News

Wamenkop Pujikan KopKel Makassar Timur Manfaatkan Aset Pemda

Pemerintah Kota Ternate Dukung Koperasi Kelurahan dengan Memanfaatkan Aset Milik Pemerintah

Pemerintah Kota Ternate menunjukkan inisiatif yang luar biasa dalam mendukung pengembangan koperasi kelurahan. Langkah ini dilakukan dengan memanfaatkan aset pemerintah yang tidak digunakan sebagai fasilitas operasional koperasi, sehingga membantu mengurangi beban awal bagi koperasi.

Wakil Menteri Koperasi, Farida Farichah, menyampaikan apresiasi terhadap kebijakan yang diambil oleh Pemerintah Kota Ternate. Ia menilai inisiatif ini menjadi contoh nyata dari dukungan daerah terhadap pemberdayaan ekonomi berbasis koperasi. Menurutnya, langkah ini sejalan dengan rencana dan upaya yang sudah direncanakan oleh Kementerian Koperasi.

“Kita sambut baik semangat dan upaya Pemerintah Kota Ternate yang memberikan kemudahan-kemudahan untuk koperasi sesuai dengan rencana yang sudah kita susun,” ujar Farida saat berkunjung ke KopKel Makassar Timur pada Jumat 3 Oktober 2025.

Farida menjelaskan bahwa pemerintah kota memberikan dukungan konkret dengan meminjamkan atau menyewakan aset kota sebagai tempat transaksi koperasi. Hal ini menjadi bentuk komitmen pemerintah dalam mendukung agenda pemberdayaan ekonomi masyarakat.

“Ini adalah aset Kota Ternate. Dukungan ini berupa peminjaman atau penyewaan aset kota sebagai tempat transaksi koperasi Kelurahan Merah Putih yang ada di sini,” tambahnya.

Selain itu, Wakil Menteri Koperasi juga mendorong peningkatan kapasitas SDM pengelola koperasi agar operasional dapat berjalan lancar dan profesional. Ia menekankan pentingnya meningkatkan skill bisnis agar koperasi dapat beroperasi secara maksimal.

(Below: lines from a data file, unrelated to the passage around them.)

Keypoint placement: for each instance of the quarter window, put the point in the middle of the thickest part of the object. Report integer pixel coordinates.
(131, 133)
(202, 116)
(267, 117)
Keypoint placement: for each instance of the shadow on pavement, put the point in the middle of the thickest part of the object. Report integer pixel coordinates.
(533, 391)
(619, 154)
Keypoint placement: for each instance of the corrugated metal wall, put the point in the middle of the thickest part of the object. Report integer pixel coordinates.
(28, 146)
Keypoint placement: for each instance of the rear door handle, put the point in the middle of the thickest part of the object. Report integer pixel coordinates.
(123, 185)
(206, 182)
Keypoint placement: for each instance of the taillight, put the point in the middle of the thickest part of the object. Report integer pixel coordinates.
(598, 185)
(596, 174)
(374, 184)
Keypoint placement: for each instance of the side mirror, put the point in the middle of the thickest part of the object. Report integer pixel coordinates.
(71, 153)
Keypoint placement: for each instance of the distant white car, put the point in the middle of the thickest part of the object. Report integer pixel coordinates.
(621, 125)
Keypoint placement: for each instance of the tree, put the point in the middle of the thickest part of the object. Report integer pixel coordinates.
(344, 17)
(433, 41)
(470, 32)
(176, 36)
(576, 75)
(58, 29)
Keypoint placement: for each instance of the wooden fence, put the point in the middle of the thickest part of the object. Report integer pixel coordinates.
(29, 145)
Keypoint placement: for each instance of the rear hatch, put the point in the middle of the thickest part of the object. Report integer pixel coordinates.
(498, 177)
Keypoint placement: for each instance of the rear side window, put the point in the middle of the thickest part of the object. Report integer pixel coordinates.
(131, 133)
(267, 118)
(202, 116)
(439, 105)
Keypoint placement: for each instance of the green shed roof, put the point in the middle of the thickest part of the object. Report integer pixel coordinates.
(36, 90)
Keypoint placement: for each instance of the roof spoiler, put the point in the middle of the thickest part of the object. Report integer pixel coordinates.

“Terus tingkatkan skill bisnis agar operasionalisasi koperasi bisa berjalan maksimal. Kita berharap semua bergandeng tangan menyambut gerakan koperasi ini,” imbuhnya.

Langkah pemanfaatan aset pemerintah yang tidak digunakan ini sejalan dengan kebijakan nasional yang mendorong pengoptimalan aset sebagai fasilitas koperasi desa atau koperasi kelurahan. Sebelumnya, Menteri Koperasi Ferry Juliantono juga menyatakan bahwa banyak aset pemerintah pusat maupun daerah yang terbengkalai dapat dialihfungsikan menjadi kantor operasional koperasi.

Dengan memanfaatkan aset yang ada, beban investasi awal koperasi menjadi lebih ringan, sehingga dana dapat dialokasikan untuk pengembangan unit usaha dan pelatihan pengurus. Hal ini dianggap penting agar koperasi tidak terjebak dalam masalah biaya tinggi di tahap awal operasional.

Beberapa manfaat utama dari kebijakan ini antara lain:

  • Mengurangi biaya awal koperasi
  • Meningkatkan akses terhadap fasilitas operasional
  • Mendorong pengembangan unit usaha koperasi
  • Meningkatkan kapasitas SDM pengelola koperasi
  • Meningkatkan partisipasi masyarakat dalam pemberdayaan ekonomi

Inisiatif Pemerintah Kota Ternate ini menunjukkan komitmen yang kuat dalam mendukung koperasi sebagai bagian dari perekonomian lokal. Dengan kolaborasi antara pemerintah dan koperasi, diharapkan dapat menciptakan lingkungan yang kondusif bagi pertumbuhan ekonomi berkelanjutan.